With joint probability trees (JPTs), Nyga et al. present a novel formalism for the representation of full-joint distributions with some attractive properties [Nyg23J]:

• support for hybrid domains (discrete and continuous random variables)
• tractable learning and inference
• model construction in the absence of domain knowledge (no prior specification of a dependency structure is necessary)

Representation

A joint probability tree represents a full-joint distribution over a set of random variables $X = \{ X_1, \dots, X_N \}$ as a mixture model, where

• the mixture components are obtained by recursively partitioning a training set using a greedy algorithm that seeks to minimise an impurity metric (analogous to the learning of decision trees).
• the representation of the full-joint distribution of each mixture component assumes mutual independence of the random variables, i.e. each component contains representations of $N$ univariate distributions.

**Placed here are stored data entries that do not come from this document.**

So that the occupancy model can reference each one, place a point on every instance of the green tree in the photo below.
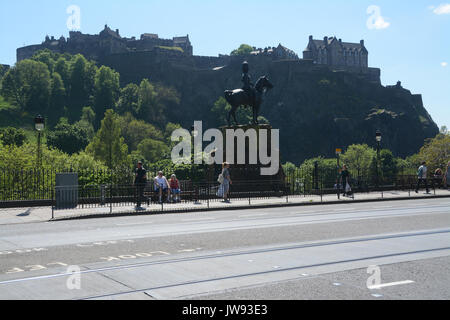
(27, 85)
(106, 90)
(135, 131)
(82, 74)
(244, 49)
(108, 145)
(11, 136)
(57, 99)
(153, 150)
(47, 57)
(86, 122)
(359, 157)
(67, 138)
(148, 107)
(128, 101)
(436, 151)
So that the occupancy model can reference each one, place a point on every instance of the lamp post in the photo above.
(338, 152)
(194, 135)
(39, 124)
(378, 139)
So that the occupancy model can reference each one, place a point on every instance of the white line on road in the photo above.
(133, 224)
(195, 220)
(390, 284)
(253, 215)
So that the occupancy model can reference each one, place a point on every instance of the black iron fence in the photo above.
(37, 187)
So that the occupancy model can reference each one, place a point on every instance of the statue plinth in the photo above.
(251, 172)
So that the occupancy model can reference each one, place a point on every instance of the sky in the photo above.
(408, 40)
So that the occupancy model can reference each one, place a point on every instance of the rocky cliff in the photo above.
(316, 108)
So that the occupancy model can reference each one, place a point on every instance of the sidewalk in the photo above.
(44, 214)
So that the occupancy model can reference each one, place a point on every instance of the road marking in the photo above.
(133, 224)
(253, 215)
(196, 220)
(390, 284)
(22, 251)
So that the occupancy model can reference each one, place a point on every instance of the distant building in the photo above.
(107, 42)
(277, 53)
(334, 52)
(3, 69)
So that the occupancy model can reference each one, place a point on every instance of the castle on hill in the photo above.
(107, 42)
(330, 51)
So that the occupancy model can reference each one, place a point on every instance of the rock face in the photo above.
(3, 69)
(316, 108)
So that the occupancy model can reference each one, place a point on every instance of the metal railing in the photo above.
(37, 187)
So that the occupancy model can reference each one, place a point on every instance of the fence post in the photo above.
(53, 206)
(208, 194)
(110, 199)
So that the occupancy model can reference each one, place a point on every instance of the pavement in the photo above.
(42, 214)
(357, 250)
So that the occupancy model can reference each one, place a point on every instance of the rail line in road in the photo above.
(257, 251)
(263, 273)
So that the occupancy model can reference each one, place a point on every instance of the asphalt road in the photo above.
(319, 252)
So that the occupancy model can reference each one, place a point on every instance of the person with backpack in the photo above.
(175, 190)
(225, 182)
(161, 186)
(422, 177)
(345, 181)
(140, 181)
(447, 177)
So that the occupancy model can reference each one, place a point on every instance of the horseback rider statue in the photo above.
(249, 95)
(248, 85)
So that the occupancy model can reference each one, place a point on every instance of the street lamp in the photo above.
(194, 132)
(338, 152)
(39, 124)
(378, 139)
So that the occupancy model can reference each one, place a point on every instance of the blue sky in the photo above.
(410, 42)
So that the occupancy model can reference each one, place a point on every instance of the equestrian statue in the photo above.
(248, 96)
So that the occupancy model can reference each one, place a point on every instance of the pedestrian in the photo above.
(345, 181)
(225, 182)
(161, 186)
(447, 176)
(140, 181)
(438, 178)
(175, 190)
(422, 177)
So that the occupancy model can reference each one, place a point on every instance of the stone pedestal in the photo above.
(250, 174)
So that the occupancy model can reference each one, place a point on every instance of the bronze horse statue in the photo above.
(239, 97)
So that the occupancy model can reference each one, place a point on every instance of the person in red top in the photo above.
(175, 190)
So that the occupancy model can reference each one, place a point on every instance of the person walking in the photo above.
(422, 177)
(438, 178)
(447, 176)
(345, 181)
(225, 182)
(140, 180)
(161, 186)
(174, 188)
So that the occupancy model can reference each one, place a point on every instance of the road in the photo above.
(317, 252)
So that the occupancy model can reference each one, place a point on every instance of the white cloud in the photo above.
(442, 9)
(376, 20)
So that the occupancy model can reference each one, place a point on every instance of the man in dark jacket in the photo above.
(140, 181)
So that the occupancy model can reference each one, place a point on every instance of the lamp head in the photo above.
(39, 123)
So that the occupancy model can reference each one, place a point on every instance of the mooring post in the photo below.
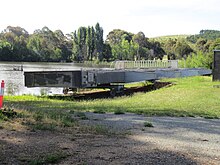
(216, 66)
(2, 93)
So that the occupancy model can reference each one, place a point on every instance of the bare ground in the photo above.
(119, 139)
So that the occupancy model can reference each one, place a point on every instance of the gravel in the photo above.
(196, 138)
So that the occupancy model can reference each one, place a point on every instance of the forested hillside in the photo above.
(88, 44)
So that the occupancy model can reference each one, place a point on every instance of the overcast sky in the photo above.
(153, 17)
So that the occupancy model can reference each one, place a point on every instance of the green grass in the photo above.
(148, 124)
(192, 96)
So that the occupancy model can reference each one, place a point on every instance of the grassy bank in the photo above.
(192, 96)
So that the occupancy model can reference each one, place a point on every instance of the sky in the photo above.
(153, 17)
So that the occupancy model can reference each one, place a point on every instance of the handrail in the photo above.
(144, 64)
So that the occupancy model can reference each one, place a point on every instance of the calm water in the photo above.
(13, 75)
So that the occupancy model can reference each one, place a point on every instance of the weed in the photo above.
(38, 116)
(99, 111)
(148, 124)
(43, 126)
(119, 112)
(81, 115)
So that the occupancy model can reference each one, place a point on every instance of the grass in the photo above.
(192, 96)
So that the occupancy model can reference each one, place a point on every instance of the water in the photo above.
(13, 75)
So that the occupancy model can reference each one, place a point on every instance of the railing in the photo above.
(146, 64)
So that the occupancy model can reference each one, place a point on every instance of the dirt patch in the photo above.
(118, 139)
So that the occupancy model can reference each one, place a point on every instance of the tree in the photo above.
(99, 41)
(182, 49)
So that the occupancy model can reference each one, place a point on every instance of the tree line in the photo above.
(88, 44)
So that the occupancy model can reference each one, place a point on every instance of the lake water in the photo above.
(13, 75)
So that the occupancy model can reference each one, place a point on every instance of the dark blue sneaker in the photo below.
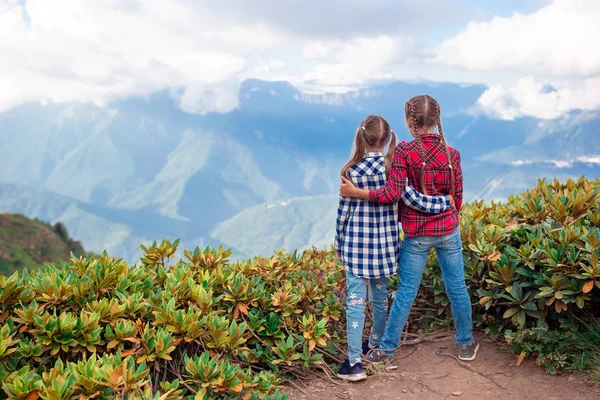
(352, 373)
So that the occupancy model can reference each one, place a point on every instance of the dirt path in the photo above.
(425, 374)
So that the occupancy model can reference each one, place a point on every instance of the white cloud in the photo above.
(535, 99)
(559, 38)
(359, 60)
(319, 49)
(69, 50)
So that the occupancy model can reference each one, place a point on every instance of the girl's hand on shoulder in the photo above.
(347, 188)
(452, 203)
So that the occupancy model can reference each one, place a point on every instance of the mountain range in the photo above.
(262, 177)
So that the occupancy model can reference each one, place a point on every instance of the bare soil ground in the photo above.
(430, 371)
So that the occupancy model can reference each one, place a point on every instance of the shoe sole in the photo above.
(352, 377)
(472, 357)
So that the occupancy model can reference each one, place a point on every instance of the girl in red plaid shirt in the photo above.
(435, 168)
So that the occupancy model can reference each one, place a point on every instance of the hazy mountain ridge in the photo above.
(141, 169)
(28, 243)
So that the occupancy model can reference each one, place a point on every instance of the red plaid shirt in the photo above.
(437, 182)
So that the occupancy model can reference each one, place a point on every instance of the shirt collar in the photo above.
(373, 154)
(430, 137)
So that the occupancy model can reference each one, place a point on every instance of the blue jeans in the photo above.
(355, 316)
(413, 257)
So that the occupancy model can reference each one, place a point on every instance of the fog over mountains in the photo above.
(262, 177)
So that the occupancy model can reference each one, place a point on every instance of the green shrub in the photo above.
(531, 264)
(200, 328)
(203, 327)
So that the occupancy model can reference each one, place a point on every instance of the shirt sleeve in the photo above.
(394, 187)
(344, 210)
(420, 202)
(458, 184)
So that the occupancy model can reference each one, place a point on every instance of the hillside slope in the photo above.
(27, 243)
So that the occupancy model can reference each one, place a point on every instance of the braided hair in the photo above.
(424, 112)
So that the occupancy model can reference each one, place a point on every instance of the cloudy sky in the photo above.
(539, 57)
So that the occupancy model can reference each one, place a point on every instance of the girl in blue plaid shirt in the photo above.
(367, 238)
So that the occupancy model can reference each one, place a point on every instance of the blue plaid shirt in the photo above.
(367, 232)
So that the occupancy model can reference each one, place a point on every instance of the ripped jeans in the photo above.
(355, 315)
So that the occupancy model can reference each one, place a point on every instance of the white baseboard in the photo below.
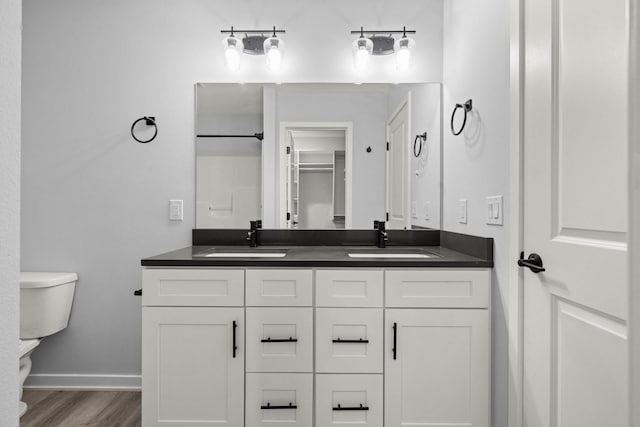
(83, 382)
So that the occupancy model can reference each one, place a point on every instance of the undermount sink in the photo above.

Let $\Lambda$ be the set of partitions (leaves) we obtain via the learning algorithm. The full-joint distribution then decomposes as follows, \begin{align} P(X=x) &= \sum_{\lambda \in \Lambda} P(X=x \mid \lambda) P(\lambda) \\ &= \sum_{\lambda \in \Lambda} P(\lambda) \prod_{i=1}^N P(X_i=x_i \mid \lambda), \end{align} where $P(\lambda)$ is the fraction of the samples that ended up in leaf $\lambda$ during training, and $P(X_i=x_i \mid \lambda)$ is computed based on the distribution that is stored for random variable $X_i$ in leaf $\lambda$:

• For a discrete variable $X_i$, $P(X_i=x_i \mid \lambda)$ is simply the relative frequency of value $x_i$ in the training samples that ended up in leaf $\lambda$. We thus store the corresponding multinomial distribution in $\lambda$.
• For a continuous variable $X_i$, we store a cumulative distribution function (CDF), which we conveniently represent as a piecewise linear function, such that both density values of the form $P(X_i=x_i \mid \lambda)$ and range queries of the form $P(x_i^\bot \leq X_i \leq x_i^\top \mid \lambda)$ can straightforwardly be supported. To achieve compactness, the authors use a recursive optimisation scheme in order to induce the CDF representation from the training samples in $\lambda$.

Learning

JPTs use a recursive partitioning scheme that is inspired by the greedy algorithms typically used for the induction of decision trees, which we shall briefly review: When inducing a (binary) decision tree, the fundamental operation is to split the training dataset into two subsets, such that the average impurity in the two subsets is lower than the impurity of the set we started with. The split condition can be any condition that compares one of the variables against a constant (e.g. $X_i < c$ for a continuous variable $X_i$ and some real-valued constant $c$) and we greedily choose, among all candidate splits, the one that yields the greatest reduction in impurity. The two subsets are then recursively split in the same way until a termination criterion is met (e.g. until impurity is sufficiently low or until the sets have become too small).
The reduction in impurity means that after we have checked the condition, we are closer to a unique answer than we were previously. For classification, a common impurity metric is the entropy of the class variable’s distribution, and for regression, one often uses the variance of the regression target variable, which corresponds to the mean squared error (MSE) when using the mean as the predictor.
In JPTs, there is no target variable; the goal is to obtain subsets where the impurity of all variables is low, and the authors thus minimise the (weighted) sum of the impurity values pertaining to the individual variables. In order to reconcile the semantics of impurity values of discrete and continuous variables (at various scales), relative improvements in impurity for each variable are considered in order to determine the best splits. Figure 1 illustrates JPT learning and the resulting representation based on the example of a hybrid distribution involving three variables.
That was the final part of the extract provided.